Bookchase
- Designers: Tony Davis
- Publishers: Art Meets Matter
- Publication: 2007
- Players: 2–6
- Setup time: 5 minutes
- Playing time: from 10 minutes to about 2 hours
- Chance: Medium (dice rolling, card drawing, luck)
- Age range: 5 upwards
- Skills: General knowledge, popular culture, simple knowledge; such as guessing, awareness of popular books and strategy social skills negotiation

= Bookchase =

Board game

Bookchase is a 2007 board game published by Art Meets Matter. Players compete to acquire six small books for their bookshelf. They do this by partly by answering multiple-choice questions, partly by visiting special spaces on the board: The Bookshop, The Book Corner, The Library and also by chance events triggered by the turn of an Award or Sentence card.

Each player takes turns moving round the board until one player has acquired six books: one of each of six categories. Once the player has a book shelf with six books they head for the centre space and if they arrive with book shelf intact they win. The game's designer Tony Davis describes the game as having "elements of Trivial Pursuit and Monopoly".

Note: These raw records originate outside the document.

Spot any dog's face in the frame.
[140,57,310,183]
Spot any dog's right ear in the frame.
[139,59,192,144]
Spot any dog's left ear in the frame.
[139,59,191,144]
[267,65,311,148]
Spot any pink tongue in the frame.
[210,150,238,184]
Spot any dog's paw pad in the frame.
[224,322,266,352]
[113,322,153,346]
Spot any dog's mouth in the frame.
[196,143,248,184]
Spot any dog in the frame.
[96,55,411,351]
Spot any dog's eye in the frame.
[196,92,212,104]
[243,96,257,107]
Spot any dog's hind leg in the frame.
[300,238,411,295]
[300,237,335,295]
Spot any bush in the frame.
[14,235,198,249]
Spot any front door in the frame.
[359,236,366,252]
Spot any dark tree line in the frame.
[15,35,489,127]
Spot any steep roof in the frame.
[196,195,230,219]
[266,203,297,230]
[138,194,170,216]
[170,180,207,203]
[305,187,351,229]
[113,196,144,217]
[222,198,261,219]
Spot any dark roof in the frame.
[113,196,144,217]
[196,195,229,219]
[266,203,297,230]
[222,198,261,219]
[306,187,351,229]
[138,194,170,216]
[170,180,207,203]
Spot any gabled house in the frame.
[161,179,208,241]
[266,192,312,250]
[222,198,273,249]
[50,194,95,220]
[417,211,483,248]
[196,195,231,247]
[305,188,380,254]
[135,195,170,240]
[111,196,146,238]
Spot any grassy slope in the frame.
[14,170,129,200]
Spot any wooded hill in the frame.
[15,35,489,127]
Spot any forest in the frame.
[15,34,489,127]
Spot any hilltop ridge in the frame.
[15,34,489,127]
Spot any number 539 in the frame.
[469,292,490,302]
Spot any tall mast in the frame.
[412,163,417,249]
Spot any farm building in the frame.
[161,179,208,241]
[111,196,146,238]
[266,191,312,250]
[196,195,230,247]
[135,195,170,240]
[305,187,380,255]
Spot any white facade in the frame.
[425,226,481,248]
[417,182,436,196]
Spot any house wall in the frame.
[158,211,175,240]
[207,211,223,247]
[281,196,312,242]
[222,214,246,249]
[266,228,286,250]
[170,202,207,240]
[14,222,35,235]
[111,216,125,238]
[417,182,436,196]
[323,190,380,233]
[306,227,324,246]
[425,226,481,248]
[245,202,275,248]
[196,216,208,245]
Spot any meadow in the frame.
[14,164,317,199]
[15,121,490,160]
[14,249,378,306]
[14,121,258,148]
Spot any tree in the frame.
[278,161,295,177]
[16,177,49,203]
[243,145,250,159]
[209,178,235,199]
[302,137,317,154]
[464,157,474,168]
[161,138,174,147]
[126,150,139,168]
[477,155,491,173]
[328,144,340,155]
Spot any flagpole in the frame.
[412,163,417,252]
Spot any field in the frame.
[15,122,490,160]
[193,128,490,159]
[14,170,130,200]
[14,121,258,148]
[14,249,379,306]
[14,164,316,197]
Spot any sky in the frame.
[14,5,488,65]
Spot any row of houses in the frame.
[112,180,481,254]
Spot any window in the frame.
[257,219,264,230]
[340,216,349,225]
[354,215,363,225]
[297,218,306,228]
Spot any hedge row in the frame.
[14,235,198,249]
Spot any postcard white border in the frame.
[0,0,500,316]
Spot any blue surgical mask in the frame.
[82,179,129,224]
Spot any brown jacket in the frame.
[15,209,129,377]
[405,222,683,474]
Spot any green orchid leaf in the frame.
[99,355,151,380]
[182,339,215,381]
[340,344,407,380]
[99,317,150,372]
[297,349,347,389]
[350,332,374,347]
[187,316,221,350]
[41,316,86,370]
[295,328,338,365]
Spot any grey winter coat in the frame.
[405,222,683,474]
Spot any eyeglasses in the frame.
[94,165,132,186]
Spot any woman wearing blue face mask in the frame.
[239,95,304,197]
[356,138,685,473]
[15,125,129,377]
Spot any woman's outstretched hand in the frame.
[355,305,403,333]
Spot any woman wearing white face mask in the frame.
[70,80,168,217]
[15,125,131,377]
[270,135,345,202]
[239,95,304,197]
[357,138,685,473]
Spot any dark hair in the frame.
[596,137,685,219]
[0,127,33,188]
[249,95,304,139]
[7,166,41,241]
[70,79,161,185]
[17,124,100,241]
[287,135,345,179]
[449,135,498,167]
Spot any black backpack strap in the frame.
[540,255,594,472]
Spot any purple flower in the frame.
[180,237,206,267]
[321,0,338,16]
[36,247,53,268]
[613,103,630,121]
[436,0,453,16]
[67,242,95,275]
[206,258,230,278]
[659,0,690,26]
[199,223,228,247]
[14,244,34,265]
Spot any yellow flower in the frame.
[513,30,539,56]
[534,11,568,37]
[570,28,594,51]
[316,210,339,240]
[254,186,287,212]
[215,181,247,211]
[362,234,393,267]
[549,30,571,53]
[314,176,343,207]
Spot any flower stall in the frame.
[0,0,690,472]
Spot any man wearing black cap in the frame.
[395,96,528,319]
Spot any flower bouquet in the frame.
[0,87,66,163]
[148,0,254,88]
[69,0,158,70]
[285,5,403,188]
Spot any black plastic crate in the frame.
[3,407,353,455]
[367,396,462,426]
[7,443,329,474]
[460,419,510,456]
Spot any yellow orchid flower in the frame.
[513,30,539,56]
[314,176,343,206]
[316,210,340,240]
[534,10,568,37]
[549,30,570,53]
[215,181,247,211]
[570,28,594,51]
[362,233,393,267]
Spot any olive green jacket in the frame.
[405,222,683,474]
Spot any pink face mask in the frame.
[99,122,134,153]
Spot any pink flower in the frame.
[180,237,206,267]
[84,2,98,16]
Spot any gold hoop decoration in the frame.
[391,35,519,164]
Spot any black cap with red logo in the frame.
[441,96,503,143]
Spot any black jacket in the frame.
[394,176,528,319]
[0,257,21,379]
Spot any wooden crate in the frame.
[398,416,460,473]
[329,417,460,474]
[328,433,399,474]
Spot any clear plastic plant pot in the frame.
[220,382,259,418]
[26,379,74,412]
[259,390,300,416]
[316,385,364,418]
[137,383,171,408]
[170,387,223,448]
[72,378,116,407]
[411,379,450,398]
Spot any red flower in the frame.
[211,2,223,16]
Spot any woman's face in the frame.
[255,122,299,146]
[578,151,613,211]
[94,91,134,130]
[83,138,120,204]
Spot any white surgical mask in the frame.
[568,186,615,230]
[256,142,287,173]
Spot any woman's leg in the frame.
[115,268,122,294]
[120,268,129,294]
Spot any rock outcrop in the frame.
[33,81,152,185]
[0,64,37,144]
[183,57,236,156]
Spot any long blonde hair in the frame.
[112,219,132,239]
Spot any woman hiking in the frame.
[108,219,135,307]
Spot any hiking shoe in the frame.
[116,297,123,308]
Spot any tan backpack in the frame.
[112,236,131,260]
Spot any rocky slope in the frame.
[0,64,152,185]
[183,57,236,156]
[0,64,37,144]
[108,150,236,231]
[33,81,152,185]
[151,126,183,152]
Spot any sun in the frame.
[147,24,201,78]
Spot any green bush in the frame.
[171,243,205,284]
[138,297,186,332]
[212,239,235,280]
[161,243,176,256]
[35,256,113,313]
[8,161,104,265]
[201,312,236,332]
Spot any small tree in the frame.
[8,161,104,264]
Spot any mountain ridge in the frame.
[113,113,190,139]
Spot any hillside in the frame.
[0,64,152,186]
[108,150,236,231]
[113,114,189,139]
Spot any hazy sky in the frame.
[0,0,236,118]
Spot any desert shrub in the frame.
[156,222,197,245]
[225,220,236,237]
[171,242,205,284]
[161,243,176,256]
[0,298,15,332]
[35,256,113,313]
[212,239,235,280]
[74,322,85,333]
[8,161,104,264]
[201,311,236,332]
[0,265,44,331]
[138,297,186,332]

The board game was first launched and played at The Hay Festival of Literature in 2007. It was later republished as The Great Penguin Bookchase.

==Equipment==
Each player is represented by a small coloured bookshelf. This is moved around the board according to the roll of two dice. Each bookshelf can accommodate up to six small books. Each book is colour-coded to represent a category of books: Sci-fi and Fantasy, Crime and Thrillers, Poetry and Plays, Children and Fun, Travel and Adventure, Classics and Modern.

Items in the standard edition are:
- The board
- 6 different coloured bookshelves
- 36 books - six of each category colour
- A set of small labels (or Dust jackets) - optional for use on the small books
- 1200 multiple-choice question cards
- 42 Award & Sentence cards
- 2 dice
- Rules

==Variations in play==
Depending on type, age and skill level of players a number of variations of play are possible. The game is designed to allow player customisation and the creation of house rules. Variations include: Kids, Dash, Expert, and Collector.